By the time one of the boys has a direct encounter with the... entity in the cellar, it's too late. 
Some truly gruesome scenes ensue, and some truly touching ones as well. The monster from the cellar affects everyone differently with its simple tactics, but as its victims meet or approach their ends, their unique emotional wounds are reopened as we experience their madness from the inside. The Collector of Names could have just been an entertaining gore-fest, but Mazzini isn't interested in writing a literary slasher film; he wants us to feel what everybody's feeling rather than just pointing and laughing at their deaths.

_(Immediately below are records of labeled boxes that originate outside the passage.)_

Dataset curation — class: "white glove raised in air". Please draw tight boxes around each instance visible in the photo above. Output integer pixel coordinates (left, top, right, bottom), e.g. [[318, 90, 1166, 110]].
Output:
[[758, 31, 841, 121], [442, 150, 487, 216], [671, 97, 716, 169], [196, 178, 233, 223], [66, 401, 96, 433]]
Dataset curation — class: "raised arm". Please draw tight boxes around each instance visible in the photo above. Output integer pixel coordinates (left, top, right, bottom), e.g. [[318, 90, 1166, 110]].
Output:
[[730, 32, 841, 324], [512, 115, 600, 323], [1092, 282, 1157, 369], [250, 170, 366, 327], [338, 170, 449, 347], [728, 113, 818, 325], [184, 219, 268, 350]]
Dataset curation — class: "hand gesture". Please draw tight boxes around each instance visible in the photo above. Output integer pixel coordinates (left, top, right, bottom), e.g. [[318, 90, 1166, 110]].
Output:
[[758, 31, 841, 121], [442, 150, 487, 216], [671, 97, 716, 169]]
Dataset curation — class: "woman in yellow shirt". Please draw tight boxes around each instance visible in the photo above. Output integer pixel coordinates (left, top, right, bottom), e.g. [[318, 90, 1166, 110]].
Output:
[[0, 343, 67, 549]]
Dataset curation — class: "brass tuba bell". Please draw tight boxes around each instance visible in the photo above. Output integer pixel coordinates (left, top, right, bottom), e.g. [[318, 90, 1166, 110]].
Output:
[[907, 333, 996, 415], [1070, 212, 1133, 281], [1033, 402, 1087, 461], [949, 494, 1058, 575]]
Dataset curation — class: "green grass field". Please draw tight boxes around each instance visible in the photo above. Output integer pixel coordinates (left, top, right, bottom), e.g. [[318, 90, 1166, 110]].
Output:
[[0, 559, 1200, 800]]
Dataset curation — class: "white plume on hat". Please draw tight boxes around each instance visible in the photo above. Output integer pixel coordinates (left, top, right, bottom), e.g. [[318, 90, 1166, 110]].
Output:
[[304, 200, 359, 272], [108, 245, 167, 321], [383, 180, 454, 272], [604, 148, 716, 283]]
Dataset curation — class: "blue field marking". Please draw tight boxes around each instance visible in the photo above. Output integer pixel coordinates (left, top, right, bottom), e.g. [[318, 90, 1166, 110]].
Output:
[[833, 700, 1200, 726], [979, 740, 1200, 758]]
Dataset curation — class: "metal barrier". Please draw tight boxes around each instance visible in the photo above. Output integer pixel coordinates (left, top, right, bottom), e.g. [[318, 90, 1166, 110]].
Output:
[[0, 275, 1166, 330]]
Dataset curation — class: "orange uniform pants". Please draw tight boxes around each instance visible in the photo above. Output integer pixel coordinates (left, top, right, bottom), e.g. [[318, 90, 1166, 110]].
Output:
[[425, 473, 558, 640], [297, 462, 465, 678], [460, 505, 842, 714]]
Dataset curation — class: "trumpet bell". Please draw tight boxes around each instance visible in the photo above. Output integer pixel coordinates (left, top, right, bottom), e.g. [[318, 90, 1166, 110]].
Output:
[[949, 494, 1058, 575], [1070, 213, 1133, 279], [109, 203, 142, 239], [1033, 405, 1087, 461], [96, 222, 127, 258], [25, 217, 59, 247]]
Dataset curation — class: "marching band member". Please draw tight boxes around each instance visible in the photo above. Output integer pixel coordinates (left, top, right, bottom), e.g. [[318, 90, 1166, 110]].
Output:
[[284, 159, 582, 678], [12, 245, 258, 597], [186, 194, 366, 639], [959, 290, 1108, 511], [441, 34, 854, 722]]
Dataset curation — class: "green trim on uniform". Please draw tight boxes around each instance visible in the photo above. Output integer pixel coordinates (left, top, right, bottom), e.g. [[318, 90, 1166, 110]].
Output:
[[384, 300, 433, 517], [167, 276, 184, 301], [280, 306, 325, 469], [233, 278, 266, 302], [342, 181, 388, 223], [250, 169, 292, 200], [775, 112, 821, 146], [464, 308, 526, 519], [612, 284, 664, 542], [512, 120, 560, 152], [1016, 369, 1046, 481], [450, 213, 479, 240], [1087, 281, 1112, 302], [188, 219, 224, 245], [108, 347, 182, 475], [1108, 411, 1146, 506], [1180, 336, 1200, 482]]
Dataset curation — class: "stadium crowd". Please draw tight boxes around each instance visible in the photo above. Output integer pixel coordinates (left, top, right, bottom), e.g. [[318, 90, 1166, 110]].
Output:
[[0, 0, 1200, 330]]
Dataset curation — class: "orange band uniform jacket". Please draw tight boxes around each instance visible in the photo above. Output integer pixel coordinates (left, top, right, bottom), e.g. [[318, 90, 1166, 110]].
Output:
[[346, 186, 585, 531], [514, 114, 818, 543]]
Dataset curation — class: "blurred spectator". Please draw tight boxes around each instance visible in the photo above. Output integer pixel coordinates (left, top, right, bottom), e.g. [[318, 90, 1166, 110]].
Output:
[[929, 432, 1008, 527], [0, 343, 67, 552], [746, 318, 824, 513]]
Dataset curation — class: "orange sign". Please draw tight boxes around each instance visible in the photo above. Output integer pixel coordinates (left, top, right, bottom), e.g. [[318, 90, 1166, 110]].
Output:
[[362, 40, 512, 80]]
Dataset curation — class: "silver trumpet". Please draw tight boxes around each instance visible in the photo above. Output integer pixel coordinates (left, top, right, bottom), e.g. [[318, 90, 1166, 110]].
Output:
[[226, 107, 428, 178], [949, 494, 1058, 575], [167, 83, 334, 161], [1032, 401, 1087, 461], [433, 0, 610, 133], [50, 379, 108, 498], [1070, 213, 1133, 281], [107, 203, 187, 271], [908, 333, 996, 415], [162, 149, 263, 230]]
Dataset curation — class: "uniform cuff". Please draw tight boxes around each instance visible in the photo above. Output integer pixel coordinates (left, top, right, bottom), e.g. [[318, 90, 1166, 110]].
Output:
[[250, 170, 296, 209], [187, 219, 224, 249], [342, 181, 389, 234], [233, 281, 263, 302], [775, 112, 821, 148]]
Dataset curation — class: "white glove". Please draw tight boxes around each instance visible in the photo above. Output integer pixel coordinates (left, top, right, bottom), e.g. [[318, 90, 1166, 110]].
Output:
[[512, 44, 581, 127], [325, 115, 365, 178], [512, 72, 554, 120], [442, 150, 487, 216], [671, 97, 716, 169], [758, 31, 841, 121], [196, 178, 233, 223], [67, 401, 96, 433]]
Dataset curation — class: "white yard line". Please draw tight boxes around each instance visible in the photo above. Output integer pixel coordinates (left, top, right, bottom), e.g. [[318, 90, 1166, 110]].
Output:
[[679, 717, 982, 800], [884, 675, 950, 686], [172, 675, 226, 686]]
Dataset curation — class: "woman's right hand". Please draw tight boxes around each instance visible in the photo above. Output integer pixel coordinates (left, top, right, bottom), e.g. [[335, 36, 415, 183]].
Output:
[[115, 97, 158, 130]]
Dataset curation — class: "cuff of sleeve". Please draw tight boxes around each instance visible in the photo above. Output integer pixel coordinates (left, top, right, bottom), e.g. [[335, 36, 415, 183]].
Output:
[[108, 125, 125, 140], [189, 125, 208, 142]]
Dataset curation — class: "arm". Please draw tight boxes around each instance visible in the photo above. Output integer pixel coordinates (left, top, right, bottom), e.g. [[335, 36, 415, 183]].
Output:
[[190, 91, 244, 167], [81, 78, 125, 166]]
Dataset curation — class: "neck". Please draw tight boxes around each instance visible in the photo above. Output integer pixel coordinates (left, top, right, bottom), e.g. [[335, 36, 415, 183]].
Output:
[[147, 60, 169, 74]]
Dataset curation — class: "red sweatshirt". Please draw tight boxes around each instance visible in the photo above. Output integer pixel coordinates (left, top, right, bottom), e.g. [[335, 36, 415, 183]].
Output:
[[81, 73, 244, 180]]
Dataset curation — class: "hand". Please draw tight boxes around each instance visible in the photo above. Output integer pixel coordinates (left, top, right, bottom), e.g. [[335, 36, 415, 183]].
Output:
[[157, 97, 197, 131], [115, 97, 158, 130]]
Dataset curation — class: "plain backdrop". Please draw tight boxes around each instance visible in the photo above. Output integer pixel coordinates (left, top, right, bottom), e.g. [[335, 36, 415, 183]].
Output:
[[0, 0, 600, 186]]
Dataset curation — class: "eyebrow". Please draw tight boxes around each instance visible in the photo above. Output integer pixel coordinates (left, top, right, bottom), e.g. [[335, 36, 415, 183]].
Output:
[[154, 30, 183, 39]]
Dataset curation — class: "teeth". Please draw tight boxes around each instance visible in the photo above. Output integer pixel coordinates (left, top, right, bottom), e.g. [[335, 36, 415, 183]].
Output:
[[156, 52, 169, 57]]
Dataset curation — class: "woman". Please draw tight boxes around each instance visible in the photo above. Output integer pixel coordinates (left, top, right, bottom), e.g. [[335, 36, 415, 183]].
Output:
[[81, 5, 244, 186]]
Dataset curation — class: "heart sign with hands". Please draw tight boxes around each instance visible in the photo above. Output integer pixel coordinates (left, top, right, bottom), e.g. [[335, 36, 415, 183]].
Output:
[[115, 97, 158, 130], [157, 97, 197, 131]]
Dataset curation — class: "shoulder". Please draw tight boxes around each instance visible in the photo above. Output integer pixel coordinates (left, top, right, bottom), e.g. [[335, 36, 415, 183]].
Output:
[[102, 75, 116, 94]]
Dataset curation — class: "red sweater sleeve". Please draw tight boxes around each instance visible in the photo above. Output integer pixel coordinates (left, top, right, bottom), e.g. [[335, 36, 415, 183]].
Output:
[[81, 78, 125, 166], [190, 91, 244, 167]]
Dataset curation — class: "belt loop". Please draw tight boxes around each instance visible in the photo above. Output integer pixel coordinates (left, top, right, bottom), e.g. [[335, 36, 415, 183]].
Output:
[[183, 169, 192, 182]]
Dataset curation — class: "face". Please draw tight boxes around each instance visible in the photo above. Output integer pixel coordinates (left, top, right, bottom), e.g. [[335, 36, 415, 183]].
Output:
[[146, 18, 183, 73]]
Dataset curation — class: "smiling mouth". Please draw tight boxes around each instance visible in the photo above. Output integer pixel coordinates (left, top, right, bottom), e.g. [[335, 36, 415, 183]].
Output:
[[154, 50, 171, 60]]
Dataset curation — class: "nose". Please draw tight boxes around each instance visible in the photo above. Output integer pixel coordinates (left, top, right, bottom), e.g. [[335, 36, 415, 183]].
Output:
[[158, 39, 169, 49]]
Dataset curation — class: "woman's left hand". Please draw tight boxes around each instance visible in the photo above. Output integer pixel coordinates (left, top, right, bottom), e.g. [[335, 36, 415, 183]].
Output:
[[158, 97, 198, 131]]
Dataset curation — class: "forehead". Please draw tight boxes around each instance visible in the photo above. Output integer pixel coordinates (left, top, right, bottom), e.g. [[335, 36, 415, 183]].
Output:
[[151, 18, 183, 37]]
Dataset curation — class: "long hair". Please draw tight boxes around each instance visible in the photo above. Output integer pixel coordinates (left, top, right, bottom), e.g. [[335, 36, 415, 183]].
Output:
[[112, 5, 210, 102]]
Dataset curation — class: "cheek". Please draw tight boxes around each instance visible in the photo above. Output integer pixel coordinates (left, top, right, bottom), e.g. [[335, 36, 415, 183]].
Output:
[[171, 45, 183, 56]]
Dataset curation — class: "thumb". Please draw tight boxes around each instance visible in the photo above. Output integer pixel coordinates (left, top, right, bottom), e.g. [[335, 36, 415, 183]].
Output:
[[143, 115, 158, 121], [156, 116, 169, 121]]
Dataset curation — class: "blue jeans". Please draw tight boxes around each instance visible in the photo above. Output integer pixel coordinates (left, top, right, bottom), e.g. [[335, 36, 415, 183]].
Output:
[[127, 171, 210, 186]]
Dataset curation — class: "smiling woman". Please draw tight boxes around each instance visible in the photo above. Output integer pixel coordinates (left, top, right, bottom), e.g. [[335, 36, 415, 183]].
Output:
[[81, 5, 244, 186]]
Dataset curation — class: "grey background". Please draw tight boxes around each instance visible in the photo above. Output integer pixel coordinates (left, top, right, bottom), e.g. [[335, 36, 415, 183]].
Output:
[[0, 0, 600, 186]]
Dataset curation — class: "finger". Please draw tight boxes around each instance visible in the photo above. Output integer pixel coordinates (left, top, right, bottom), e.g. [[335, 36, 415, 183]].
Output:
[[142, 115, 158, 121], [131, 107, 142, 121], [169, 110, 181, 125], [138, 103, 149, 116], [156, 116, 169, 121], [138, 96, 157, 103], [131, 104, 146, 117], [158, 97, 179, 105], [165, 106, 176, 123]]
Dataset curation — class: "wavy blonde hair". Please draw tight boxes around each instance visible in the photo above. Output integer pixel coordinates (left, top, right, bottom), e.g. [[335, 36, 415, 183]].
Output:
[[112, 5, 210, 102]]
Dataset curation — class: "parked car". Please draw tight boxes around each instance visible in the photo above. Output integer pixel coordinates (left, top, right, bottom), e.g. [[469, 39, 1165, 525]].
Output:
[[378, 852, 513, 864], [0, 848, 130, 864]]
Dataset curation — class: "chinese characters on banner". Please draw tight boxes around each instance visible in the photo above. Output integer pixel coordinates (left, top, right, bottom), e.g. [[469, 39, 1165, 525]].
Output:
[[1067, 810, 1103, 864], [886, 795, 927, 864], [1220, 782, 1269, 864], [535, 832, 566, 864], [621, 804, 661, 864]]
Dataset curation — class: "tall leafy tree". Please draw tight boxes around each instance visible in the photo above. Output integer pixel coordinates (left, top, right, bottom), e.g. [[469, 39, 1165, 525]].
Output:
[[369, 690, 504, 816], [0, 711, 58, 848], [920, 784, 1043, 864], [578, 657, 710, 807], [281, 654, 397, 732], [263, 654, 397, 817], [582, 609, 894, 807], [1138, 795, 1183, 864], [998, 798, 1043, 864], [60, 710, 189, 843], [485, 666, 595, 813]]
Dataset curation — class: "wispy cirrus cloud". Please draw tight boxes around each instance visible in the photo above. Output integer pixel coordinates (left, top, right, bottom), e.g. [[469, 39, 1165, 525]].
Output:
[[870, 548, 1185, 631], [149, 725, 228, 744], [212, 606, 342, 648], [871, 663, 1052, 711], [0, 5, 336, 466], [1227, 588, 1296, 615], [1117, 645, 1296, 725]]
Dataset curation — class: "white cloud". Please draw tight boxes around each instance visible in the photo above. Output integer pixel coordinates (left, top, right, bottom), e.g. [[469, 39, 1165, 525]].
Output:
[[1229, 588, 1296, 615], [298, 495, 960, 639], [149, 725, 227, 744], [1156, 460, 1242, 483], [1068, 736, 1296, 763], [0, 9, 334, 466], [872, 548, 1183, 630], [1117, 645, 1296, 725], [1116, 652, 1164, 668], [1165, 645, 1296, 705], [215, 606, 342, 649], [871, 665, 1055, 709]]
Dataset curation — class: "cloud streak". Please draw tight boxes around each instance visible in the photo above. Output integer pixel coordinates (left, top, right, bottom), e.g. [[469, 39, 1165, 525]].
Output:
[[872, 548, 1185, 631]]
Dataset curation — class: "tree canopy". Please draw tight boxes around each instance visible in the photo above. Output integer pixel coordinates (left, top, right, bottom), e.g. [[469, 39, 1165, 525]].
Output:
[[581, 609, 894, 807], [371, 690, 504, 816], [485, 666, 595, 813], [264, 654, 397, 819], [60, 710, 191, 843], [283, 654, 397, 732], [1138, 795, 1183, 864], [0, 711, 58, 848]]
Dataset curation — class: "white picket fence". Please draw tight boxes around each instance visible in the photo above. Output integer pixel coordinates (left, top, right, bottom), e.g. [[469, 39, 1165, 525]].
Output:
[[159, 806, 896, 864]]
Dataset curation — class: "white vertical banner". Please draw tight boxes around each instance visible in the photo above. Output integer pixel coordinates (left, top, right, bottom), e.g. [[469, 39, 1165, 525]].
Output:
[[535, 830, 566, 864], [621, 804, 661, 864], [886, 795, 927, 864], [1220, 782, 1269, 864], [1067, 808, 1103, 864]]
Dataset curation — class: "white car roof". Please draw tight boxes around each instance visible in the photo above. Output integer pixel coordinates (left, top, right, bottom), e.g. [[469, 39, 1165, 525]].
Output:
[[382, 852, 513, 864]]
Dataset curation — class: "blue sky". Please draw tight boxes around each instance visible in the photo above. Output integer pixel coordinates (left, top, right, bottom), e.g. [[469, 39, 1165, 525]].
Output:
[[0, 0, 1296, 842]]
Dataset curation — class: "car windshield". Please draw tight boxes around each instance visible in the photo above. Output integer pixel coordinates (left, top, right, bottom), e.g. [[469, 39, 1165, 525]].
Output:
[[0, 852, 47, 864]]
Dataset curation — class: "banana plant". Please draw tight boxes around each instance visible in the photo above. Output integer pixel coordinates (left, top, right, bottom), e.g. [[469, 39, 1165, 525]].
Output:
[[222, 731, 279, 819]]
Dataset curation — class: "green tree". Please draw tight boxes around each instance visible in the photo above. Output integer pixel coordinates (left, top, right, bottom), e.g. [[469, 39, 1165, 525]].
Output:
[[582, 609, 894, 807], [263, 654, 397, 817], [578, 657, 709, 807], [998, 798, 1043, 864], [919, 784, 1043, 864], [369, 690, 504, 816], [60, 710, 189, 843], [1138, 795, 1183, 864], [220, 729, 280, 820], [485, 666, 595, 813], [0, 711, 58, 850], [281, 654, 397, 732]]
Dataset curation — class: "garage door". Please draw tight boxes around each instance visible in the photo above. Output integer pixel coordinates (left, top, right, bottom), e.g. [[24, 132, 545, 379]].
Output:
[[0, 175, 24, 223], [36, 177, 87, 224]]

Livening things up still further is Aco's childhood gang, all of whom grew up to serve in the same military unit, with Aco emerging as the leader with the moral authority he gained when his hair went prematurely white. They have maintained a certain military discipline together over the years, for all that it looks like, to the teenagers arriving on the island, they just sit together on a bench every day and codge (that's what a codger does, right? Codges? Anyway, these guys codge). In other words, under Aco's direction, they've been planning for the day when whatever is in that cellar emerges. Were their preparations effective? Only one way to find out, friends. It's a tight, short read. Go and get it!